Wafer-scale monodomain films of spontaneously aligned single-walled carbon nanotubes

• Published in: Nature nanotechnology Vol. 11; no. 7; pp. 633 - 638
• Main Authors: He, Xiaowei, Gao, Weilu, Xie, Lijuan, Li, Bo, Zhang, Qi, Lei, Sidong, Robinson, John M., Hároz, Erik H., Doorn, Stephen K., Wang, Weipeng, Vajtai, Robert, Ajayan, Pulickel M., Adams, W. Wade, Hauge, Robert H., Kono, Junichiro
• Format: Journal Article
• Language: English
• Published: London Nature Publishing Group UK 01.07.2016; Nature Publishing Group
• Subjects: 140/133; 147/135; 147/143; 639/301/1005/1007; 639/925/357/73; Alignment; Anisotropy; Carbon; Devices; Electronics; Electrons; Materials Science; Nanostructure; Nanotechnology; Nanotechnology and Microengineering; Nanotubes; Optical properties; Photoelectric effect; Single wall carbon nanotubes; Surfactants; Thin films; Vacuum filtration; United States > US; Texas
• ISSN: 1748-3387; 1748-3395
• DOI: 10.1038/nnano.2016.44

The one-dimensional character of electrons, phonons and excitons in individual single-walled carbon nanotubes leads to extremely anisotropic electronic, thermal and optical properties. However, despite significant efforts to develop ways to produce large-scale architectures of aligned nanotubes, macroscopic manifestations of such properties remain limited. Here, we show that large (>cm 2 ) monodomain films of aligned single-walled carbon nanotubes can be prepared using slow vacuum filtration.

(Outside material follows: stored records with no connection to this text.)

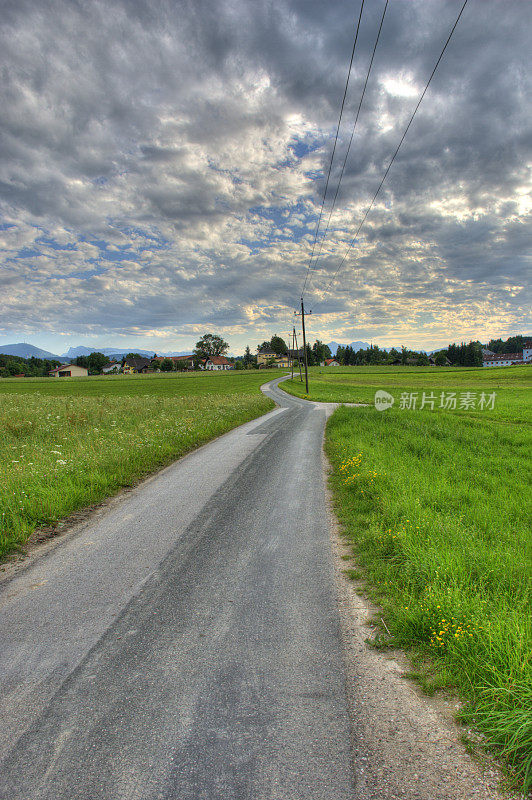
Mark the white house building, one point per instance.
(217, 363)
(69, 371)
(509, 359)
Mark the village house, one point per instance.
(180, 362)
(217, 363)
(114, 366)
(503, 360)
(68, 371)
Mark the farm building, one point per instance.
(68, 371)
(134, 364)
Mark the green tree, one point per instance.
(211, 345)
(320, 351)
(96, 362)
(249, 359)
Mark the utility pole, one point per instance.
(298, 359)
(293, 349)
(304, 341)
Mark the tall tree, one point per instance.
(249, 358)
(321, 351)
(96, 362)
(211, 345)
(278, 345)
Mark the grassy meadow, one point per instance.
(67, 443)
(436, 506)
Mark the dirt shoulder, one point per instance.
(405, 744)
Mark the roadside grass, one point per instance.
(359, 384)
(66, 444)
(436, 506)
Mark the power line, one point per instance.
(352, 135)
(396, 150)
(334, 146)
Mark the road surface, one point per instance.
(185, 643)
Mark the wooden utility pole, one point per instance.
(298, 359)
(304, 342)
(293, 349)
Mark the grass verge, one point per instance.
(436, 508)
(67, 444)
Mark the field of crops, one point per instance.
(71, 442)
(436, 506)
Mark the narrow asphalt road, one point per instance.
(185, 644)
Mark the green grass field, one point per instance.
(436, 506)
(67, 443)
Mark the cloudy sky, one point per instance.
(162, 166)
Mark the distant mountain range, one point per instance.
(24, 350)
(116, 352)
(333, 346)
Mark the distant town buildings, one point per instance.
(508, 359)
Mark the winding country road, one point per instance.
(185, 643)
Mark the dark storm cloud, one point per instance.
(149, 179)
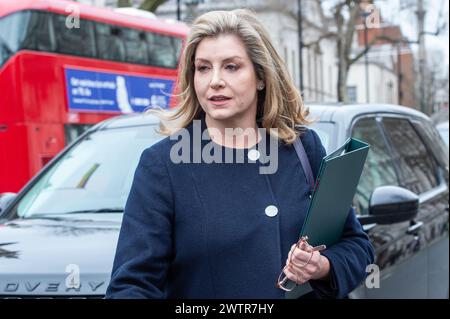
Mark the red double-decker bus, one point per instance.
(66, 66)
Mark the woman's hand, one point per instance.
(304, 263)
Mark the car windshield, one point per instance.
(95, 176)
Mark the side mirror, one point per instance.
(391, 204)
(5, 200)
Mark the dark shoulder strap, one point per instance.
(301, 153)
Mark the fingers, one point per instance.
(298, 277)
(302, 263)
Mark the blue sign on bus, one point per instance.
(101, 91)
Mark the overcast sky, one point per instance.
(390, 11)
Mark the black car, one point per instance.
(58, 235)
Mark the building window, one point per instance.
(352, 94)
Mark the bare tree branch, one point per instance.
(320, 38)
(371, 43)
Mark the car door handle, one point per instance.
(412, 230)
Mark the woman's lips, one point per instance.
(219, 102)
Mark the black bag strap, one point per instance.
(301, 153)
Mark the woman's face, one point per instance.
(225, 80)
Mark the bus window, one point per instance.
(76, 41)
(163, 50)
(109, 43)
(135, 46)
(40, 35)
(14, 29)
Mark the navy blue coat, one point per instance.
(201, 231)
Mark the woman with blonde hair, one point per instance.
(202, 222)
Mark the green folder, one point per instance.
(336, 184)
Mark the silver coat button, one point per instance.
(253, 155)
(271, 211)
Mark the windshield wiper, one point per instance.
(95, 211)
(58, 216)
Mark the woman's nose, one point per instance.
(216, 81)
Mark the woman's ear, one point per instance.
(260, 86)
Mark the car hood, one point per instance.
(58, 256)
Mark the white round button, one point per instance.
(253, 155)
(271, 211)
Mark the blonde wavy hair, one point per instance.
(280, 104)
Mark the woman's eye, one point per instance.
(202, 68)
(231, 67)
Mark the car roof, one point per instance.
(340, 112)
(321, 112)
(443, 125)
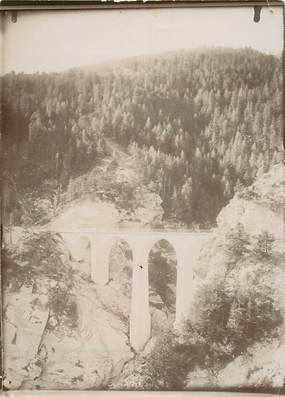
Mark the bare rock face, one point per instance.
(61, 330)
(25, 318)
(257, 209)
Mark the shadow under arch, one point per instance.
(120, 265)
(162, 270)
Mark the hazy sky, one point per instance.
(54, 41)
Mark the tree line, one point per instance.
(202, 123)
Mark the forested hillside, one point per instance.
(201, 124)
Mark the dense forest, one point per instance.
(202, 124)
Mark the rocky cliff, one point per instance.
(257, 272)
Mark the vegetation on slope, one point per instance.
(200, 122)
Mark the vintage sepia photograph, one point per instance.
(142, 189)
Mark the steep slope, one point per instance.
(244, 263)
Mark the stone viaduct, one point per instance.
(187, 246)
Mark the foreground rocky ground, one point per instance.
(61, 331)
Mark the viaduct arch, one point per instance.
(187, 246)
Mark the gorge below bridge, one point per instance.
(187, 246)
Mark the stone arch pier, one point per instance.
(187, 246)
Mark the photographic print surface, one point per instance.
(142, 200)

The produced films are globally aligned within ±1.5° (a nematic order parameter of ∼1) and are highly packed, containing 1 × 10 6 nanotubes in a cross-sectional area of 1 μm 2 . The method works for nanotubes synthesized by various methods, and film thickness is controllable from a few nanometres to ∼100 nm. We use the approach to create ideal polarizers in the terahertz frequency range and, by combining the method with recently developed sorting techniques, highly aligned and chirality-enriched nanotube thin-film devices. Semiconductor-enriched devices exhibit polarized light emission and polarization-dependent photocurrent, as well as anisotropic conductivities and transistor action with high on/off ratios. Large films of aligned and closely packed single-walled carbon nanotubes can be prepared through slow vacuum filtration, and used to create terahertz polarizers, thin-film transistors, polarized light emission devices, and polarization-sensitive detectors.